An insect on a dead thing. Photograph by the Mrs.
I'm still not quite done with finals; a substantive post will have to wait a while yet. But because I've been musing a bit about travelling of late (and I have the added experience of having lived in a foreign country for an extended period of time), this passage from David Foster Wallace (via Andrew Sullivan struck home this morning. Disclaimer: I'm not sure just how fully I agree with this, but I've had an awkward moment or two when I've sort of forgotten my tourist status that cause me to give some serious thought to what Wallace is saying here.):
As I see it, it probably really is good for the soul to be a tourist, even if it’s only once in a while. Not good for the soul in a refreshing or enlivening way, though, but rather in a grim, steely-eyed, let’s-look-honestly-at-the-facts-and-find-some-way-to-deal-with-them way.
My personal experience has not been that traveling around the country is broadening or relaxing, or that radical changes in place and context have a salutary effect, but rather that intranational tourism is radically constricting, and humbling in the hardest way—hostile to my fantasy of being a real individual, of living somehow outside and above it all.
To be a mass tourist, for me, is to become a pure late-date American: alien, ignorant, greedy for something you cannot ever have, disappointed in a way you can never admit.

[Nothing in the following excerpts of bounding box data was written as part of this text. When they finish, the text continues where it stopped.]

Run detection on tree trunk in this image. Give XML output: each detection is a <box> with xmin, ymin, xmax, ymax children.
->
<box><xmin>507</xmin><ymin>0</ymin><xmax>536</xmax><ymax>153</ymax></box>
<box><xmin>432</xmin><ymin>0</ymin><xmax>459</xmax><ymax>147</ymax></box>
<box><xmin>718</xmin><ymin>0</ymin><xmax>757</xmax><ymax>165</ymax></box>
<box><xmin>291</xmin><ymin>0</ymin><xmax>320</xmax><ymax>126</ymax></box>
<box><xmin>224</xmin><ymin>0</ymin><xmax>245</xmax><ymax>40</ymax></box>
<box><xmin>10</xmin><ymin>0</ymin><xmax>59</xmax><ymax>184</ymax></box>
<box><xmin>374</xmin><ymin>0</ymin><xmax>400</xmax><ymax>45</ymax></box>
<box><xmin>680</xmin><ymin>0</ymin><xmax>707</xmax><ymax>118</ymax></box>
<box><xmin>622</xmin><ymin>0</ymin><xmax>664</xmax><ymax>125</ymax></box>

It is to spoil, by way of sheer ontology, the very unspoiledness you are there to experience. It is to impose yourself on places that in all noneconomic ways would be better, realer, without you. It is, in lines and gridlock and transaction after transaction, to confront a dimension of yourself that is as inescapable as it is painful:
As a tourist, you become economically significant but existentially loathsome, an insect on a dead thing.